After I joined the Church, I adopted someone else’s tender, loving mother as my own. However, it still didn’t salve the hurt. Even Mother’s death provided no healing. It only meant that the yearning for her love and approval could not be fulfilled in mortality.
One day as I drove alone to the temple to be baptized for her, I prayed for Mother. Hot tears stung my eyes, and choking sobs welled up inside of me.
The sorrow and hurt I felt continued all the way to the temple and even into the baptismal font. But when I rose up out of the water, a healing balm enveloped me. It washed away all of my bitterness and longing.
I saw Mother, stalwart and whole. The Holy Ghost filled me with the awareness that my mother had been handicapped in mortal life. She had had an emotional handicap, the source of which remains a secret to me.
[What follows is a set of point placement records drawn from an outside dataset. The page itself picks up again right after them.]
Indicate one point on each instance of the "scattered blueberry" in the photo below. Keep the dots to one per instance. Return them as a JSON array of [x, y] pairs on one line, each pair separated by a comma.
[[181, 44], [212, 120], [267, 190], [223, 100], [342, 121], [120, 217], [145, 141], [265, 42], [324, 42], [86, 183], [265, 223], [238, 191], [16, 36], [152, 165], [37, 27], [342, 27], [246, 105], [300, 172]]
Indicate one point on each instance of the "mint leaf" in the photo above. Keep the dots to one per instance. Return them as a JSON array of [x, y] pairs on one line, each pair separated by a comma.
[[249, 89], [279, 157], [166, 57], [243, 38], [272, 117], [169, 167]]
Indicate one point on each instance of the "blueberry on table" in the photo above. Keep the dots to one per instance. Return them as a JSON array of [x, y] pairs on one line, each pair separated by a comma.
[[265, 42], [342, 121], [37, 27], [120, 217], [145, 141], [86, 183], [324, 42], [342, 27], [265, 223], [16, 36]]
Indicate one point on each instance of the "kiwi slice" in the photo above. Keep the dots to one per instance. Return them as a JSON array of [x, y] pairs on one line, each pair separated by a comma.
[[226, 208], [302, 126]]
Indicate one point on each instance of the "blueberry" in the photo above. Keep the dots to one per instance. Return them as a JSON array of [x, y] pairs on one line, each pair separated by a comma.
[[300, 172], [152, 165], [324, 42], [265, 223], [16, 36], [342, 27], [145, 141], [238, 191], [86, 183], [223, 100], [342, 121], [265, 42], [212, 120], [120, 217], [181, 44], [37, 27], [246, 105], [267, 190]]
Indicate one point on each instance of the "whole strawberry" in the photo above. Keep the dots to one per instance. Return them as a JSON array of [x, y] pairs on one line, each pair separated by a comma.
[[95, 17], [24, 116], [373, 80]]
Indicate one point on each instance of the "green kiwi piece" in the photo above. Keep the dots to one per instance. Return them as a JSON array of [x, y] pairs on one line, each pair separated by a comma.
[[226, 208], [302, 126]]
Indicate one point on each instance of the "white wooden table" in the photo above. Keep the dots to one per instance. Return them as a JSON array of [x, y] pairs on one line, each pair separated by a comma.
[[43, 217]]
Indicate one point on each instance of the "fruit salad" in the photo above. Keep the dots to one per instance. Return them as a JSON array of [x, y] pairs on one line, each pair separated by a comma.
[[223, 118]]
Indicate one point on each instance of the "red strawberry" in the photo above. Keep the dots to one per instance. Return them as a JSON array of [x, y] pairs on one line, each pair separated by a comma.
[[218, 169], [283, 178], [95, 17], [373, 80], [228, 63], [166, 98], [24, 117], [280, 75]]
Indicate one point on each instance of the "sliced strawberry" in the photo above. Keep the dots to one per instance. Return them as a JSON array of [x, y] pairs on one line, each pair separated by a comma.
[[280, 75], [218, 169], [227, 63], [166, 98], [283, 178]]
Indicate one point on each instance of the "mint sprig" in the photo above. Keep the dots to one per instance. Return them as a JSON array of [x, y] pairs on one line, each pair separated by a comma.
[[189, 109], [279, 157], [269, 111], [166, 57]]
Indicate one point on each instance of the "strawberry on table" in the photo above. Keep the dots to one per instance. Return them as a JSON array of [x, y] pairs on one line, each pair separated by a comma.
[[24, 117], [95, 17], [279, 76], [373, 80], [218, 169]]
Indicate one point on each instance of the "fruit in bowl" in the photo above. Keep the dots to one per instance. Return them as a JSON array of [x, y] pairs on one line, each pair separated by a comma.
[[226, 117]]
But she is handicapped no longer. And neither am I.
How thankful I am for the Savior and for his love, which extends to me and to my now-whole mother, who is learning the lessons she could not learn in mortal life. I am eager to meet her and to share the love with her we both were deprived of on earth.
A Memorable Day in Autumn
Symbolic of yesteryear was the horse-powered threshing machine traveling through our pleasant valley during harvest-time, stopping at farms along the way. One particular Saturday morning has become especially memorable—the morning that my family’s wheat was threshed.
Sunup found us children at a vantage point in the barn window, with playmates hastening to scramble up beside us. Finally, with its clanging, banging sound, the long-awaited machine was actually making its way slowly down our lane.
Papa swung the heavy wooden gate wide for its entry. Three pyramid stacks of ripened grain stood in the stackyard, the rising sun enhancing their brightness as the lumbering monster maneuvered to the right position. Under expert management, machinery and all hands were soon organized and active. Five teams of sturdy horses plodded slowly in a circle firmly urged to a steady pace by the driver who sat on a pedestal in the center. Settling into a droning singsong, the thresher performed in a miraculous manner. Bundles of grain pitched into huge jaws were emitted as straw, chaff, and golden wheat, the latter rapidly conveyed to bins in the granary.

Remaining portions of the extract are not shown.